If a disaster occurs, an entire site can become unrecoverable; this is referred to in ECS as a permanent site outage (PSO). ECS treats the unrecoverable site as a temporary site failure, but only if the entire site is down or completely unreachable over the WAN. If the failure is permanent, the System Administrator must permanently fail over the site from the federation to initiate failover processing; this initiates resynchronization and re-protection of the objects stored on the failed site. The recovery tasks run as a background process. For more information on how to perform the failover procedure in the ECS Portal, see #GUID-042D2322-0A4B-474F-826F-E58BC3D6FBA8.

  • Before you trigger PSO (planned or unplanned), make sure that the site is off (all nodes are shut down). Make sure that you remove the site from the replication group and also the federation.

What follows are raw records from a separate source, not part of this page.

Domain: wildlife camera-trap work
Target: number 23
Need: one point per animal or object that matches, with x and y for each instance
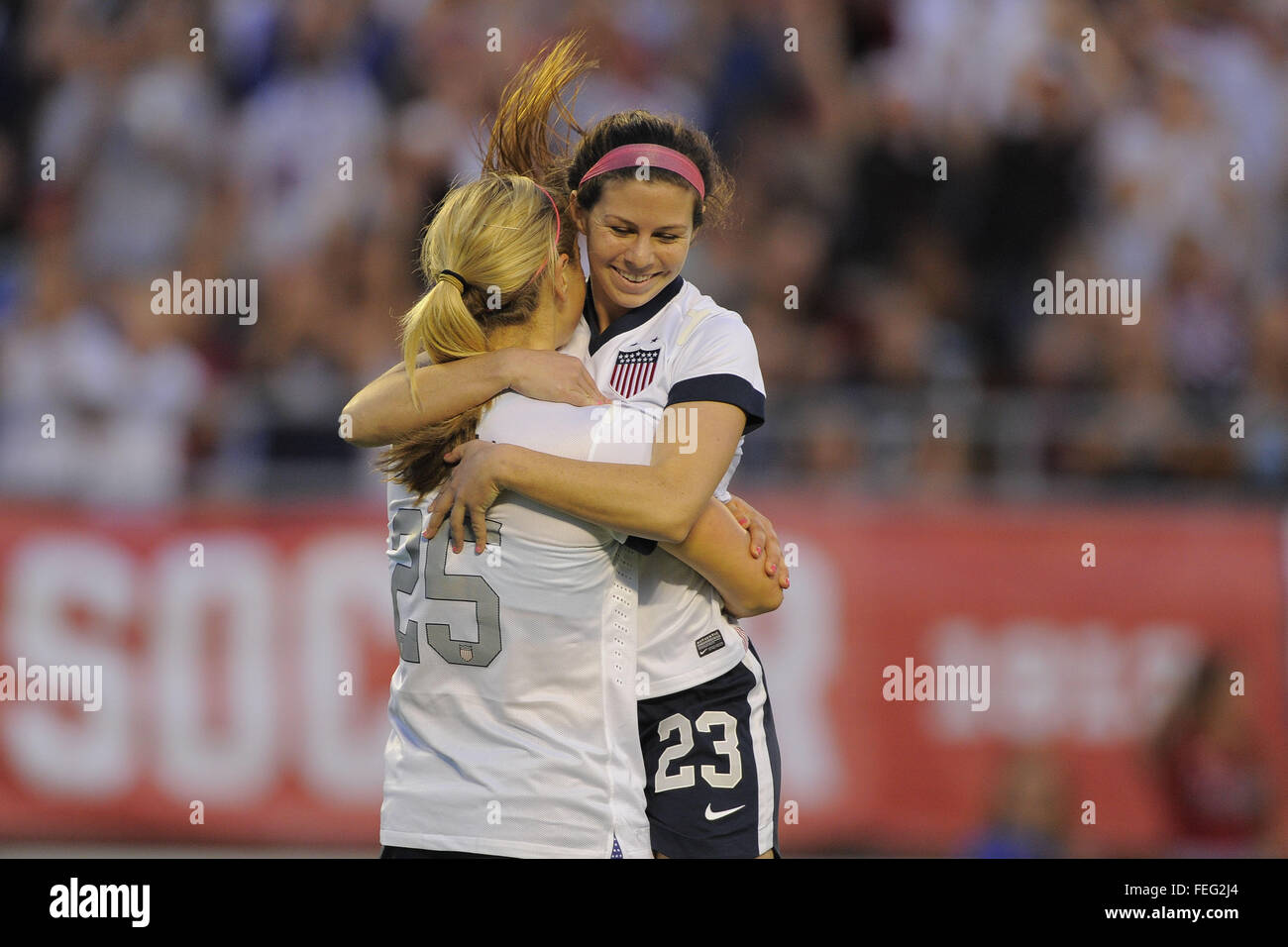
(725, 746)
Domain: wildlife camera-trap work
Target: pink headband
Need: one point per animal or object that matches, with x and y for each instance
(656, 155)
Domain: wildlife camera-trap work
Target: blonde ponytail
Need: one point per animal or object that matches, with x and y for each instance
(497, 234)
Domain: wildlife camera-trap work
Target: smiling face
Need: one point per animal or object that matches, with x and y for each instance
(638, 237)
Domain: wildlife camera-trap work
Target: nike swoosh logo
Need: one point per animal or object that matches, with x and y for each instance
(713, 815)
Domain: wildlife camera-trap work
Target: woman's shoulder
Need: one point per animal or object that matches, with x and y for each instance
(699, 309)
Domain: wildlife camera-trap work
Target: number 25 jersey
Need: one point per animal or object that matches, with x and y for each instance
(513, 705)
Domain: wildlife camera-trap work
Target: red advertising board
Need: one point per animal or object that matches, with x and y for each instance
(246, 654)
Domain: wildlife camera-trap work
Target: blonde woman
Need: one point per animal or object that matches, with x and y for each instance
(513, 705)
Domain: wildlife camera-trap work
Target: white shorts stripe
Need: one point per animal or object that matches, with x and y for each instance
(767, 814)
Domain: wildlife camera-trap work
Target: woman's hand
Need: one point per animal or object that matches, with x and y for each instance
(552, 376)
(763, 539)
(472, 488)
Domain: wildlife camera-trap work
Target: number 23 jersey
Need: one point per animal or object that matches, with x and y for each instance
(679, 347)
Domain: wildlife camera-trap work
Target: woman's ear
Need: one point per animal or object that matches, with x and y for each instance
(579, 213)
(561, 277)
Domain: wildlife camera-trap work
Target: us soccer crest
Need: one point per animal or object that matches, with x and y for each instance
(634, 369)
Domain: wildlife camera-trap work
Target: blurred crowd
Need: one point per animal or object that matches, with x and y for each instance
(913, 295)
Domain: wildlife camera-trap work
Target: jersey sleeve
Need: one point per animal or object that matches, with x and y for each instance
(722, 489)
(717, 361)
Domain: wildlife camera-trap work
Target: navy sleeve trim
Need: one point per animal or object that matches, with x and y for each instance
(732, 389)
(643, 547)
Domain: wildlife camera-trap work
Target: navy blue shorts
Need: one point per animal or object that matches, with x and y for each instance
(711, 767)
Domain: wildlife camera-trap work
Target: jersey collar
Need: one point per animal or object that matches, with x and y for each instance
(631, 318)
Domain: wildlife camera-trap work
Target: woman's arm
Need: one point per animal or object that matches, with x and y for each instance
(660, 501)
(713, 549)
(382, 410)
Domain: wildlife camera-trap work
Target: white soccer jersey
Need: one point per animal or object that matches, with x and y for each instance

  • If you want to reuse the same racks from the PSOed site, the racks must be disconnected physically and the nodes should be re-imaged before you bring them online.

Before you initiate a PSO in the ECS Portal, it is advised to contact your customer support representative, so that the representative can validate the cluster health. Data is not accessible until the failover processing is completed. You can monitor the progress of the failover processing on the Monitor > Geo Replication > Failover Processing tab in the ECS Portal. While the recovery background tasks are running, but after failover processing has completed, some data from the removed site might not be read back until the recovery tasks fully complete.